After a restore that didn't work when I needed it, I added a monthly automated restore test to the homelab so I find out my backups are broken on my schedule, not the universe's.

A server rack in a home rack

I had backups for years before I had a working restore, and there's a meaningful difference between the two that you only discover at the worst possible moment. Mine arrived when a disk in the homelab gave up and I went to pull back a Postgres dump that had been "running fine" nightly for months. The dump file was there. It was the right size, roughly. It was also truncated, because the backup script piped pg_dump into gzip without set -o pipefail, so when pg_dump died halfway through one night with a connection error, the script cheerfully reported success and wrote half a database into a perfectly valid gzip stream.

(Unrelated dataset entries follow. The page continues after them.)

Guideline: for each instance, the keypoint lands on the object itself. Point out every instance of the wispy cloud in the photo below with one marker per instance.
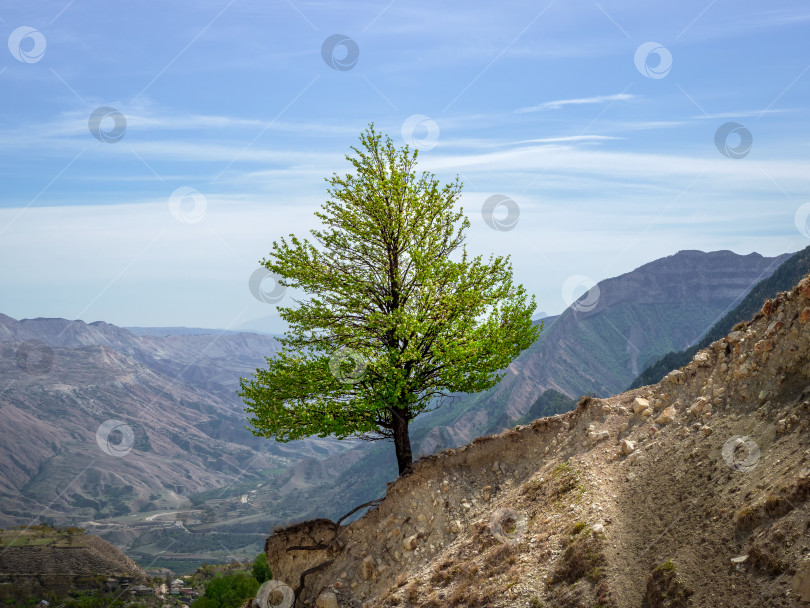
(561, 103)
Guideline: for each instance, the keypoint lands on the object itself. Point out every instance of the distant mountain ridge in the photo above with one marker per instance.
(599, 344)
(192, 456)
(97, 424)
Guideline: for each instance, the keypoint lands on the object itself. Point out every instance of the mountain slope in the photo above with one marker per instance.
(787, 275)
(598, 345)
(692, 492)
(109, 430)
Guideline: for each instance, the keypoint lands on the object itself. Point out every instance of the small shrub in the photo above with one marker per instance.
(665, 589)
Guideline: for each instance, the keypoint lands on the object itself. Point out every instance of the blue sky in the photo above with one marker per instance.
(598, 120)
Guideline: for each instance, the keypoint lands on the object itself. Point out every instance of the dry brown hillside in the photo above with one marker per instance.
(691, 492)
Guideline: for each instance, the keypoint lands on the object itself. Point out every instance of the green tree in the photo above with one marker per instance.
(392, 324)
(261, 571)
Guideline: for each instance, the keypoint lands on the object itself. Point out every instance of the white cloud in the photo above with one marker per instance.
(561, 103)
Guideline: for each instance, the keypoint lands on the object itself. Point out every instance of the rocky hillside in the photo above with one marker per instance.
(42, 559)
(690, 492)
(787, 275)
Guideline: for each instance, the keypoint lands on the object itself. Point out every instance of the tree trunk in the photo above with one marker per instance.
(402, 441)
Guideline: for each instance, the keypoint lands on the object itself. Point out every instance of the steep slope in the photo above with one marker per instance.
(600, 343)
(691, 492)
(44, 561)
(787, 275)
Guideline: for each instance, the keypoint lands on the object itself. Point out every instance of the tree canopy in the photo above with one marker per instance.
(398, 316)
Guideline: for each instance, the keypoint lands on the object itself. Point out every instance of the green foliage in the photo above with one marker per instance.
(229, 591)
(785, 278)
(261, 571)
(382, 283)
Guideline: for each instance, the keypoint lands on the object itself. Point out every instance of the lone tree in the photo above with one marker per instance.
(392, 324)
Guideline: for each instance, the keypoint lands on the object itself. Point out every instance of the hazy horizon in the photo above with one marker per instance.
(148, 168)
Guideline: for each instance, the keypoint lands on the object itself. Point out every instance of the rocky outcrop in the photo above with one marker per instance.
(653, 492)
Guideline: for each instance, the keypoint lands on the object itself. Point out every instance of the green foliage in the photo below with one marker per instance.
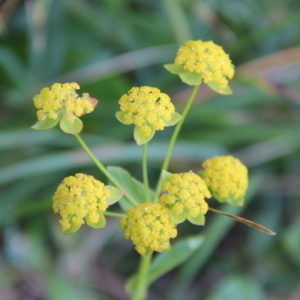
(109, 47)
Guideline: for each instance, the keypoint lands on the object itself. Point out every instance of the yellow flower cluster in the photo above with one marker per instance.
(149, 227)
(62, 97)
(226, 176)
(80, 197)
(144, 106)
(208, 59)
(185, 192)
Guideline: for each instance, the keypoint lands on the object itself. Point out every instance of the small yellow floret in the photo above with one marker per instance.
(149, 227)
(62, 97)
(145, 106)
(185, 192)
(208, 59)
(78, 197)
(226, 176)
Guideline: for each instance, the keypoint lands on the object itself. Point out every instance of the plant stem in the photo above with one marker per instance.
(174, 137)
(102, 168)
(145, 173)
(140, 292)
(114, 215)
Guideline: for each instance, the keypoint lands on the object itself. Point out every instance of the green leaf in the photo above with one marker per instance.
(131, 187)
(115, 194)
(169, 260)
(191, 78)
(71, 127)
(46, 124)
(141, 139)
(174, 69)
(120, 117)
(216, 87)
(199, 220)
(165, 176)
(100, 224)
(174, 120)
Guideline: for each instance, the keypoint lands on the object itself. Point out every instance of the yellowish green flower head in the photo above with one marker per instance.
(61, 104)
(207, 59)
(79, 199)
(148, 109)
(227, 178)
(62, 97)
(184, 195)
(149, 227)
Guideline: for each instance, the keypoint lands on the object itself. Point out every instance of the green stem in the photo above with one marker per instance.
(114, 215)
(141, 286)
(102, 168)
(174, 137)
(145, 173)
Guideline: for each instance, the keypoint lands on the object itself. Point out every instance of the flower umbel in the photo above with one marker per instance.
(78, 199)
(227, 179)
(199, 61)
(149, 227)
(148, 109)
(61, 103)
(184, 195)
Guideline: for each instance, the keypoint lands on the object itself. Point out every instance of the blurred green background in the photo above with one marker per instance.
(107, 47)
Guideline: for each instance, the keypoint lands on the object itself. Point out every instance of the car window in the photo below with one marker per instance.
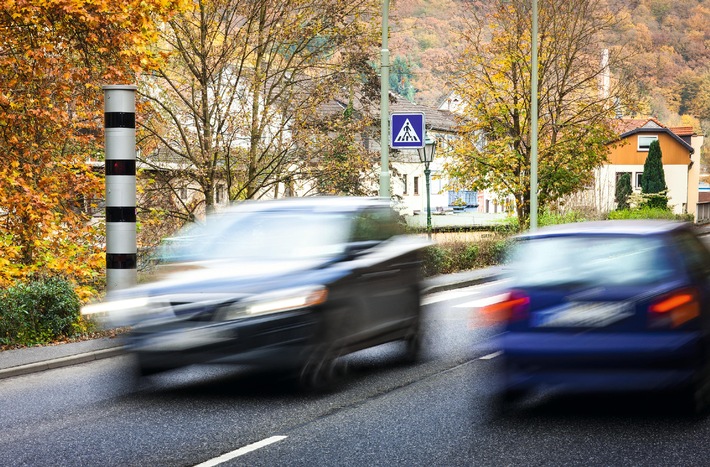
(376, 225)
(265, 235)
(695, 256)
(591, 260)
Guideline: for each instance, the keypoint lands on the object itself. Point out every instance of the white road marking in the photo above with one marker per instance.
(241, 451)
(491, 355)
(448, 295)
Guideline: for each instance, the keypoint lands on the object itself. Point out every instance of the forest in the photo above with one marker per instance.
(669, 42)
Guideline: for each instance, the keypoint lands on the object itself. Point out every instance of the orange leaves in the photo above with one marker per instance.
(56, 56)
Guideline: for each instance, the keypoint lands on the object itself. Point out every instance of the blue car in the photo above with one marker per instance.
(605, 307)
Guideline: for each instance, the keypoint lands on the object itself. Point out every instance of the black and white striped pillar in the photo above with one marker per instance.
(120, 146)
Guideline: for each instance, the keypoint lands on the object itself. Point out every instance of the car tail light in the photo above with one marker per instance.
(504, 308)
(675, 308)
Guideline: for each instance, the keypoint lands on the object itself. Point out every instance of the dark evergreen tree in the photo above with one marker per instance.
(653, 183)
(623, 191)
(401, 77)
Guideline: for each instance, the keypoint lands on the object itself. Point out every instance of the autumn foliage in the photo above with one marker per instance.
(55, 55)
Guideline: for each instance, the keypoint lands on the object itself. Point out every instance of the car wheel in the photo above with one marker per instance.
(413, 345)
(695, 399)
(320, 372)
(413, 339)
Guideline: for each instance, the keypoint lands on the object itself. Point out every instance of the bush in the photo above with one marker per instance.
(647, 212)
(42, 310)
(450, 257)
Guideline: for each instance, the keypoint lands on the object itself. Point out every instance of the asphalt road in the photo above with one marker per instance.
(436, 412)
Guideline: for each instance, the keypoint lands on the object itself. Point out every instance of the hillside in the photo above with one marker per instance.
(671, 39)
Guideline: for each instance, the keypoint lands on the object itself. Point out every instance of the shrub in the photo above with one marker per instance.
(42, 310)
(647, 212)
(450, 257)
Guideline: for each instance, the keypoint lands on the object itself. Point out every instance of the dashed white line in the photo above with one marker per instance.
(241, 451)
(447, 295)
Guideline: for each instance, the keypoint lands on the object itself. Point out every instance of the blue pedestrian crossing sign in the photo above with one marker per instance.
(407, 130)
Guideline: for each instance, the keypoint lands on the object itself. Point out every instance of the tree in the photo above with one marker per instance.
(54, 56)
(236, 101)
(653, 181)
(574, 110)
(623, 191)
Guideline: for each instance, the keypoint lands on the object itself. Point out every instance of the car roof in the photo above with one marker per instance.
(612, 227)
(312, 203)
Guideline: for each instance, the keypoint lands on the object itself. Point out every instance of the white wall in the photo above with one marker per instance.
(676, 180)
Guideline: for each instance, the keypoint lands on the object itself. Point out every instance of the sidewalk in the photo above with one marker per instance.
(33, 359)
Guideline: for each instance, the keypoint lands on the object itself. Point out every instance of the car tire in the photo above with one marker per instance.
(320, 372)
(413, 345)
(414, 338)
(695, 398)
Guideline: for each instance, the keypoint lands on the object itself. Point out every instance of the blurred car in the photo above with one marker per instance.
(290, 284)
(604, 307)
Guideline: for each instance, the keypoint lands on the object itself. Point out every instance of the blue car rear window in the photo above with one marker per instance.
(591, 260)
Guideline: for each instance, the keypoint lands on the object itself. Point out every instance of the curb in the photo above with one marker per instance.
(61, 362)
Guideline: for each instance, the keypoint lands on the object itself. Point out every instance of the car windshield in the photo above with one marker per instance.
(260, 236)
(590, 261)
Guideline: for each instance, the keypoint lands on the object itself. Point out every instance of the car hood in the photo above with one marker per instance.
(226, 277)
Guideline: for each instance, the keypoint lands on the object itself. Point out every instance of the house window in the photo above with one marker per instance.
(644, 141)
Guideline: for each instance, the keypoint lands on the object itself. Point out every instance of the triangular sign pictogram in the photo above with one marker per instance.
(407, 134)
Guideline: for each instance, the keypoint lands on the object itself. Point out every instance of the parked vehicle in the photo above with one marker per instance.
(606, 307)
(291, 284)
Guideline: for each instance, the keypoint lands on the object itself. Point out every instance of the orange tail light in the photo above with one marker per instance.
(675, 309)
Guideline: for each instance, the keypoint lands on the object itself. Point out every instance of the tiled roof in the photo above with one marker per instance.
(629, 126)
(683, 130)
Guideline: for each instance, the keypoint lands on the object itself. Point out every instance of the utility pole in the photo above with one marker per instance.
(384, 104)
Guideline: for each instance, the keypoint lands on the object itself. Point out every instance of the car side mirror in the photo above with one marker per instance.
(356, 249)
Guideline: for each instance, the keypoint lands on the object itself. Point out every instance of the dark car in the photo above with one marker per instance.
(605, 307)
(290, 284)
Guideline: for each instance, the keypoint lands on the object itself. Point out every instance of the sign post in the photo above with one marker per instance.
(407, 130)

The job had been green every morning. Green meant "the script exited zero", which it did, every single time, including the times it backed up nothing useful. I'd been collecting confident-looking failures.

the change in habit

So the rule now is simple and slightly tedious: a backup that has never been restored does not count as a backup. It counts as an intention. The only way I trust one is to restore it somewhere and check the result, and the only way I actually do that consistently is to make a machine do it for me, because I will not do it by hand more than twice before I get bored and stop.

The monthly job spins up a throwaway container, restores the latest dump into it, and runs a couple of assertions: does the schema look right, and is the row count in a handful of key tables within shouting distance of production. Not a full diff, just enough to catch "the file is empty" and "the restore errored halfway".

A homelab shelf with cables and labelled drives

#!/usr/bin/env bash
set -euo pipefail

LATEST=$(ls -1t /backups/db/*.sql.gz | head -1)
echo "testing restore of: $LATEST"

docker run --rm -d --name restore-test -e POSTGRES_PASSWORD=test \
  postgres:16 >/dev/null
sleep 8

gunzip -c "$LATEST" | docker exec -i restore-test psql -U postgres >/dev/null

ROWS=$(docker exec restore-test psql -U postgres -tAc \
  "SELECT count(*) FROM users;")
docker stop restore-test >/dev/null

if [ "$ROWS" -lt 1000 ]; then
  echo "FAIL: users table only has $ROWS rows" >&2
  exit 1
fi
echo "OK: restored cleanly, users=$ROWS"

It's crude. It restores into a stock Postgres image, checks one table, and throws the container away. But it does the one thing the nightly backup never did, which is actually read the file back and complain when it's wrong. The first time I ran it, it failed, because of course it did. That's the entire reason it exists.

The result of the failure goes to the same place a real outage alert would, so a broken restore wakes me up gently on a Tuesday rather than violently during an actual disaster. I'd much rather find out my backups are useless on my own schedule than on the universe's. The universe has appalling timing.

I added set -o pipefail to the original backup script the same afternoon, obviously. But the lesson wasn't really about pipefail. It was that I'd been trusting an exit code to tell me something it couldn't possibly know. Only the restore knows whether the backup worked, so the restore is the only test worth running.